Tel Aviv light rail no longer on track for 2022 opening — report

Delays plaguing construction of Tel Aviv’s highly anticipated light rail will push its opening into the middle of next year at the earliest.

Problems with the network’s signaling system mean the light rail’s inaugural line will not open in November as planned, with other planned lines also experiencing setbacks.

Officials from NTA Metropolitan Mass Transit System, the government company developing Tel Aviv’s mass transportation network, recently informed the Transportation Ministry that it does not foresee being able to open the Red Line on time, Channel 12 news reported last week. Instead, estimates now put the line’s opening sometime in the second or third quarter of 2023, according to the report.

The delay comes after officials last year pushed the opening time from August 2022 to November 2022.

The logjam is being caused by both delays in completing some stations and problems with the signaling system. The system controls the movement and timing of trains throughout the network, consisting of 34 kilometers (21 miles) of track and 34 stations.

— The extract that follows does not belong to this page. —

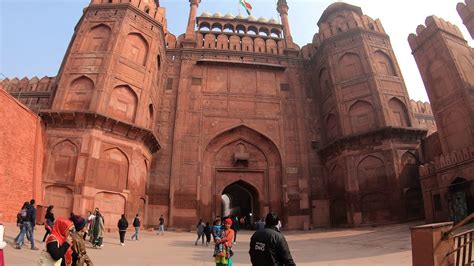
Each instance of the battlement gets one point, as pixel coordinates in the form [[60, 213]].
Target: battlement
[[45, 84], [237, 34], [432, 25], [466, 11], [421, 107], [339, 18], [150, 7]]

The Red Line, which will run from Petah Tikva to southern Bat Yam via Tel Aviv, is the first of three planned light rail lines, which will include underground sections, along with the proposed addition of three subway lines.

The system is expected to significantly ease traffic congestion in Israel’s financial and cultural heart, which has few public transportation options beyond buses, shared taxi vans and an intercity commuter rail.

Chinese workers attend the opening ceremony of the construction works for the new Tel Aviv Light Rail on February 19, 2017. (Flash90)

Construction of the two other planned light rail lines is also running behind schedule. The Purple Line’s initial section, between Arlozorov and Hayarkon streets in Tel Aviv, is forecast to be delayed at least three years beyond its original 2027 expected launch date. The line will eventually traverse Ramat Gan and reach Yehud.

The Green Line, which will eventually run from north of Tel Aviv through the city to Rishon Lezion, is also facing a minimum 23-month delay, due to delays on a section of the track through Ramat Hachayal, which has yet to see construction begin.

Illustrative photo of heavy traffic on the highway entering Tel Aviv. (Nati Shohat/Flash90)

When completed, the light rail and subway network will cover the entire Tel Aviv metro area with 240 kilometers (149 miles) of track and hundreds of stations, linking Ra’anana and Kfar Saba north of the city, to Rishon Lezion and Rehovot to its south, as well as Lod, Ramle, Ben Gurion Airport and everywhere in between.

The six planned lines are slated to be completed sometime in the next decade at a cost of NIS 18 billion and counting. It is Israel’s largest-ever infrastructure project.